This article was written by Armin Ronacher (@mitsuhiko) On Sunday, August 24, 2014, after a discussion by the Python community that took place when the proposal to add type annotations to Python was made. This is a translation of the article written by Mr. com / mitsuhiko)).
If you are interested in type annotations that you are considering introducing in Python 3.5, please refer to the following.
I myself am not familiar with the type system and other languages, so I think there are some untranslated parts, misunderstandings and mistranslations. If you find such an error, it would be helpful if you could send us an edit request.
This is Part 2 about "Python I Want". Based on recent discussions, we'll explore Python's type system a bit. Part of this article refers to previous article about slot. .. Like its predecessor, this article provides insight into future language designers of the language Python, and dive into the world of the CPython interpreter.

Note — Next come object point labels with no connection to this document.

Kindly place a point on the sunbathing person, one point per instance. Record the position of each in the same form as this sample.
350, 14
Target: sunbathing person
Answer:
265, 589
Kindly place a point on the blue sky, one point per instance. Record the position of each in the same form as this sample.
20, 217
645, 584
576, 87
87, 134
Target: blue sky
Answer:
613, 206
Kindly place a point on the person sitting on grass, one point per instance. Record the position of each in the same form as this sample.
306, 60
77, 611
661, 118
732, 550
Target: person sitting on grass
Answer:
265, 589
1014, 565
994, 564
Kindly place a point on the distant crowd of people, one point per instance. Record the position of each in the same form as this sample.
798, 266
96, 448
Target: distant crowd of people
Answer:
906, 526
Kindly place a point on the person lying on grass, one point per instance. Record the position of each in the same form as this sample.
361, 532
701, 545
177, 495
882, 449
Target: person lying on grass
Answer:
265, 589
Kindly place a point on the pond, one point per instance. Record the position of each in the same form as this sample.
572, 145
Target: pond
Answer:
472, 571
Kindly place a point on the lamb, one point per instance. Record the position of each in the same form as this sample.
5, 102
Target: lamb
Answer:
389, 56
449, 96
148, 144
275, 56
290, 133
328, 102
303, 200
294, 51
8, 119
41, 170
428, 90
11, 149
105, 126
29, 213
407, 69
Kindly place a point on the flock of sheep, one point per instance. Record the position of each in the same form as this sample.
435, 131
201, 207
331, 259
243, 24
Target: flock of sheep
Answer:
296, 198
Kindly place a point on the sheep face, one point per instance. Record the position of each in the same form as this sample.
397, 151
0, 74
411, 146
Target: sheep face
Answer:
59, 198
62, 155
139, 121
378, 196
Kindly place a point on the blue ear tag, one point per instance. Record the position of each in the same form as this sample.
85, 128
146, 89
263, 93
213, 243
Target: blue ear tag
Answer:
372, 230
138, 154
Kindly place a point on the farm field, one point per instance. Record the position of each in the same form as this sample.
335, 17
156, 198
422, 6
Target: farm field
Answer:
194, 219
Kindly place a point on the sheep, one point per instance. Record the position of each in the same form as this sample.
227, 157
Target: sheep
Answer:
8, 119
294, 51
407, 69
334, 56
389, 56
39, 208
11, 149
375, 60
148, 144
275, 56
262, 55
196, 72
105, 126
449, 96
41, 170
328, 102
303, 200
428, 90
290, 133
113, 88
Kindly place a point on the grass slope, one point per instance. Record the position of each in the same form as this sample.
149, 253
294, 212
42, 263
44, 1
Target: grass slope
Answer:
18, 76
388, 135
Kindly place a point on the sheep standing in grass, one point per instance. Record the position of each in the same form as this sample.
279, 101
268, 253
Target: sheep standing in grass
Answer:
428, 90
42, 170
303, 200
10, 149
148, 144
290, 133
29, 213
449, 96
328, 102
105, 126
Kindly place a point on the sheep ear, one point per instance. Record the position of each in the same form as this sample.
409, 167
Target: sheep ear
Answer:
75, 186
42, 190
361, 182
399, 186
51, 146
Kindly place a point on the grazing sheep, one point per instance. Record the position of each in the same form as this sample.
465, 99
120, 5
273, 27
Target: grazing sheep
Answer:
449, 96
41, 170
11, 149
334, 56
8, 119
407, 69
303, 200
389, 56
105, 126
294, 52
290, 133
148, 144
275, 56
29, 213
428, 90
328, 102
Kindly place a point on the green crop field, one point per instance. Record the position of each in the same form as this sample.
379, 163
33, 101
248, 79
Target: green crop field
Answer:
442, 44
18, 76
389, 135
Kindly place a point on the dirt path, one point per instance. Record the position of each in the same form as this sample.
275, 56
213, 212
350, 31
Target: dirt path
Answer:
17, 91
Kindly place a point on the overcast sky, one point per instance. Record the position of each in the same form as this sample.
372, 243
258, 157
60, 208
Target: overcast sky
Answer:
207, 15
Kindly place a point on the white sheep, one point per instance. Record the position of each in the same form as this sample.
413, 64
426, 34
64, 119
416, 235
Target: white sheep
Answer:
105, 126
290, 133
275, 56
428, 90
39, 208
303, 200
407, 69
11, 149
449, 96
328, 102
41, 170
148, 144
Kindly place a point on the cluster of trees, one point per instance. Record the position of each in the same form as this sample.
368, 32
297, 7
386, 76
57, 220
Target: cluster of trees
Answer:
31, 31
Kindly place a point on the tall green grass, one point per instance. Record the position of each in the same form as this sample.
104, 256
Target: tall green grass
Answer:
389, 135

As one of the Python programmers, types are a bit tricky. Types do exist and act differently from each other, but most of the time you will notice the existence of a type only when the type does not behave as intended and the exception or execution fails.
Python was proud of how it handled the typing. I remember reading the FAQ in this language many years ago, which said that duck typing was awesome. Duck typing is an excellent solution in terms of practicality because it is fair. It basically doesn't fight the type system and doesn't limit what you want to do, so it implements a good API. Especially the things you do most often are super easy in Python.
Most APIs I designed for Python don't work in other languages. Even something very simple, like the generic interface of click, still doesn't work in other languages. The main reason for this is to constantly fight the mold.
There was a recent debate about adding static typing to Python. I'm sure the train will leave the station and go far away and never come back. Here's my thoughts on why I hope Python doesn't adapt to explicit typing because it's interesting.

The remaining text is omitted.